Une atmosphère pauvre en oxygène peut être mise en place par un rinçage du stock avec de l’azote. On peut utiliser comme source de gaz, un réservoir d’azote liquide [76]. Des générateurs d’atmosphères exothermiques inertes, consommant l’oxygène et ne laissant principalement que de l’azote dans l’espace de stockage ont été testés, et semblent prometteurs pour le contrôle des insectes [77]. Ces générateurs brûlent le propane ou un autre combustible hydrocarboné afin d’obtenir une atmosphère avec moins de 1 % d’oxygène, 10 % de dioxyde de carbone et 89 % d’azote. L’oxygène peut aussi être retiré par l’activité métabolique des micro-organismes et des insectes dans des entrepôts hermétiques, produisant ainsi une atmosphère dans laquelle les insectes ne peuvent pas survivre [78].
Les insectes sont en général tués plus rapidement par une forte concentration en dioxyde de carbone qu’ils ne le sont par manque d’oxygène. Une concentration de 60 % de dioxyde de carbone donnera plus de 95 % de contrôle des insectes, après une exposition de quatre jours à 27 ° C ou plus [79]. Toutefois, des périodes plus longues sont nécessaires pour une élimination totale. Banks dans [80] a suggéré qu’à un niveau initial supérieur à 70 % de dioxyde de carbone, maintenu au-dessus de 35 % pendant dix jours, cette approche est appropriée pour une désinfestation complète à des températures supérieures à 20 ° C.
La lutte chimique
L’utilisation de produits chimiques (pesticides) pour lutter contre les ravageurs des cultures, n’est pas une pratique nouvelle. En 1200 avant JC, des plantes toxiques telles que la ciguë et l’aconit, furent utilisées pour la lutte antiparasitaire par les égyptiens. Homer (1000 avant JC) décrit comment Ulysse « fumigeait la salle, la maison et la cour à la combustion de soufre pour lutter contre les ravageurs » [66], [81]. De même, dès le XVIème siècle, les chinois utilisaient le sulfure d’arsenic pour les mêmes raisons [65]. Au début du XXème siècle, les produits chimiques inorganiques, comme l’arséniate de plomb et de cuivre acétoarsénite, étaient d’usage courant pour contrôler les insectes ravageurs [66].
Ce n’est que vers la fin des années trente, que l’ère des pesticides chimiques de synthèse a véritablement vu le jour, lorsque les organochlorés et organophosphorés insecticides furent découverts.

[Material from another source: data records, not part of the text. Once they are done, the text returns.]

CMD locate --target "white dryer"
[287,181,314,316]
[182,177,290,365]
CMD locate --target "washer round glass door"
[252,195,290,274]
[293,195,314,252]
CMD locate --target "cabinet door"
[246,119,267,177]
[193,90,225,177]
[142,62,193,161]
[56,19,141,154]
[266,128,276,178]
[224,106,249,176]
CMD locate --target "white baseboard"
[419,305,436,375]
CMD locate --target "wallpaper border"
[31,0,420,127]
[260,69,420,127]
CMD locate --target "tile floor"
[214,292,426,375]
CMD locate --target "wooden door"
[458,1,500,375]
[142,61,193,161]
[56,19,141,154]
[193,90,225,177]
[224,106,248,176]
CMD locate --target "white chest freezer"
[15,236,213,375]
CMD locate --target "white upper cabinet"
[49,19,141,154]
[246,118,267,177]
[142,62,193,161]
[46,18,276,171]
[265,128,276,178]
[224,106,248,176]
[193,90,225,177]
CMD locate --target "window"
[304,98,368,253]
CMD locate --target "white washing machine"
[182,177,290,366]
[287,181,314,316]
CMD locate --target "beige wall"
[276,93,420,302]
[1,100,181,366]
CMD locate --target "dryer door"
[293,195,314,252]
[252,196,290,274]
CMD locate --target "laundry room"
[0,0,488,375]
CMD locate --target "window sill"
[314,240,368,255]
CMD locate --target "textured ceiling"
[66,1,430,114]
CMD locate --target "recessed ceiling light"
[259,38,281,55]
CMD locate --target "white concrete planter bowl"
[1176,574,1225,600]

Le DDT (dichlorodiphényltrichloroéthane) dont les propriétés insecticides furent trouvées par Paul Muller, fut l’insecticide le plus répandu et utilisé avec succès durant la Deuxième Guerre Mondiale, bien qu’il fût synthétisé une soixantaine d’années auparavant (en 1874 par O. Zeidler) [82]. Après la Deuxième Guerre Mondiale, le DDT est devenu la solution insecticide numéro un. Depuis, l’industrie des insecticides ou plus généralement des pesticides a commencé à prendre de l’ampleur et plusieurs travaux de recherche ont été engagés pour le développement de nouveaux insecticides.

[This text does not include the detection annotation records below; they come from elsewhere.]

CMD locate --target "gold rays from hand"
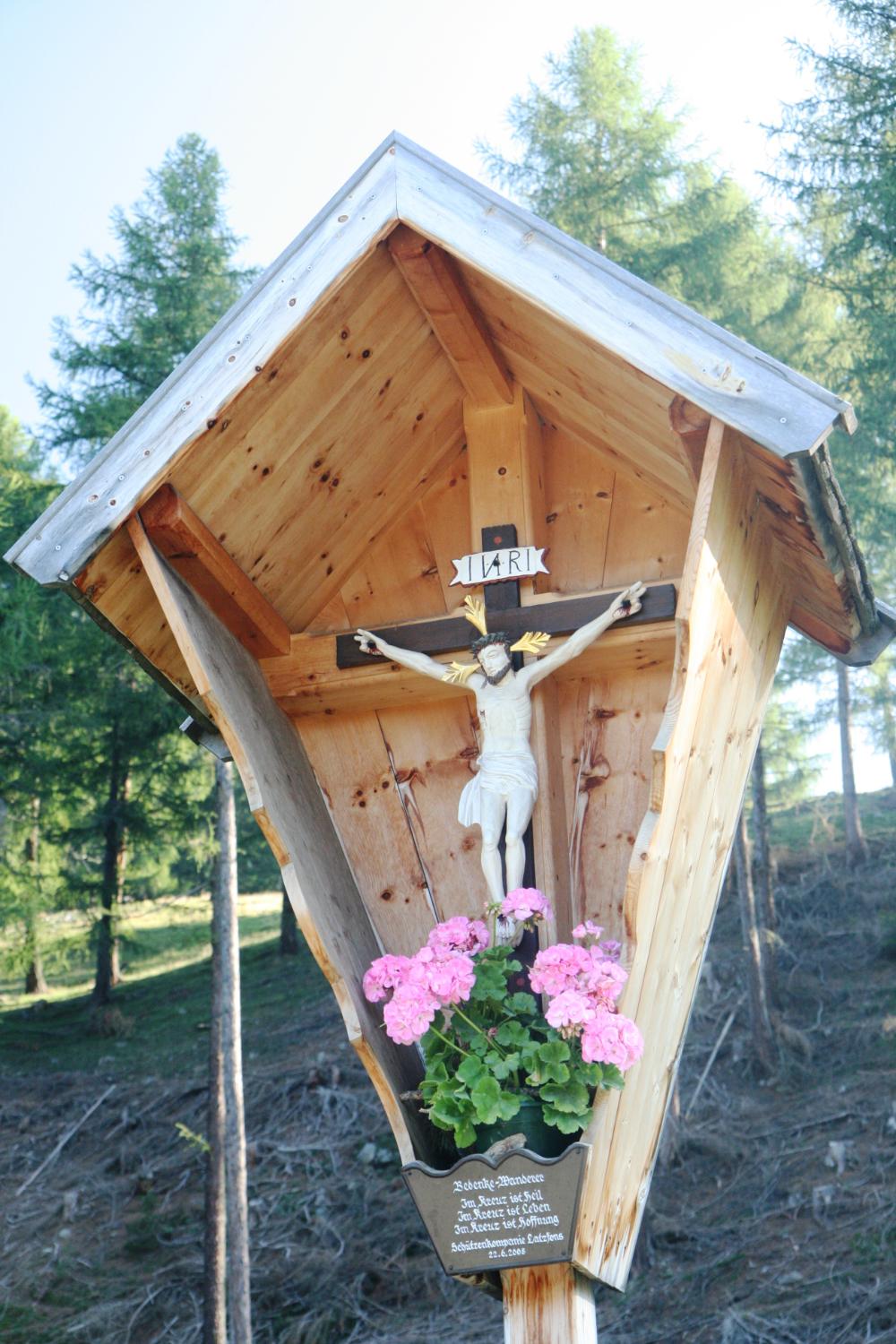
[442,593,551,685]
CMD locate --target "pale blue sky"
[0,0,888,788]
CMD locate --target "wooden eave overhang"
[6,134,893,663]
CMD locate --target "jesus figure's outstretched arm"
[517,582,645,690]
[355,629,446,682]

Aujourd’hui, plusieurs types de traitements chimiques existent :
₋ La pulvérisation consiste à épandre un bouilli préalablement préparé, par dilution d’insecticide dans l’eau, sur le grain en mouvement. La pulvérisation se fait en général grâce à une pompe mettant sous pression le bouilli, afin de le disperser en petites gouttelettes sur le grain.

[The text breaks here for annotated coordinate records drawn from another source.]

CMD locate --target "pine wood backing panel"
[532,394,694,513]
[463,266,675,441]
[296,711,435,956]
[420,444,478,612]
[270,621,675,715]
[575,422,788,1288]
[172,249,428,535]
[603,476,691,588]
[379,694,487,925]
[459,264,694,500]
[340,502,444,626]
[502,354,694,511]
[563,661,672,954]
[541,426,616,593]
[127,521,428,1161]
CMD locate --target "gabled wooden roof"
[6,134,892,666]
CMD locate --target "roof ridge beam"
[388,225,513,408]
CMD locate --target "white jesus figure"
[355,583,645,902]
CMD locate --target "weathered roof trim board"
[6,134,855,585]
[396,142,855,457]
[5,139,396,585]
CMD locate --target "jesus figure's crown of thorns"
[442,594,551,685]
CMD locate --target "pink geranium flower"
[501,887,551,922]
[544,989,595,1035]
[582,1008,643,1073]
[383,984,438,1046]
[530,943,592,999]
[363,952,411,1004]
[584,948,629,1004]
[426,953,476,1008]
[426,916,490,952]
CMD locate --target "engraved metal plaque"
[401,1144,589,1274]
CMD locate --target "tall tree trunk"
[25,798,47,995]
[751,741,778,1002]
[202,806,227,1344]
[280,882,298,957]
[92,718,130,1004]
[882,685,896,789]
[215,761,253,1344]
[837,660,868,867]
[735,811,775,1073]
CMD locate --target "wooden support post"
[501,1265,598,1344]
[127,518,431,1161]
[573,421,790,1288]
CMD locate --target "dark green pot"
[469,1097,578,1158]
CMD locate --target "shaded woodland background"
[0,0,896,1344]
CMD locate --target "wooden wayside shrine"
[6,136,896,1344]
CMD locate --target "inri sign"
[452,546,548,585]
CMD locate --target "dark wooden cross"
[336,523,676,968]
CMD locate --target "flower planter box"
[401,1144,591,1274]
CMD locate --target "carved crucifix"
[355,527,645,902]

₋ La nébulisation repose sur le principe d’enveloppement des grains par un brouillard de produits insecticides. La nébulisation assure une meilleure répartition de la matière active dans le grain [40].
₋ Le poudrage est une pratique en voie de disparition, utilisée dans certains cas de stockage pour de petites quantités [40].
₋ La fumigation est une technique de désinfestation au moyen d’un insecticide gazeux appelé fumigant. La fumigation permet de traiter de gros volumes de grains sans le besoin de les déplacer. C’est la seule méthode chimique qui donne un résultat de désinfestation de manière relativement immédiate [5], [40].
La lutte biologique
La lutte biologique est une méthode exploitant des mécanismes de régulation naturelle des ravageurs. DeBach [83] définit la lutte biologique comme « l’utilisation des parasites, des prédateurs et des agents pathogènes afin de maintenir la densité des populations d’insectes en dessous d’un niveau pouvant provoquer des dommages économiques ». Une autre définition donnée plus tard par Van Driesche et Bellows [84] ajoute à cette dernière « l’utilisation des espèces antagonistes et concurrentes aux insectes ravageurs » [85].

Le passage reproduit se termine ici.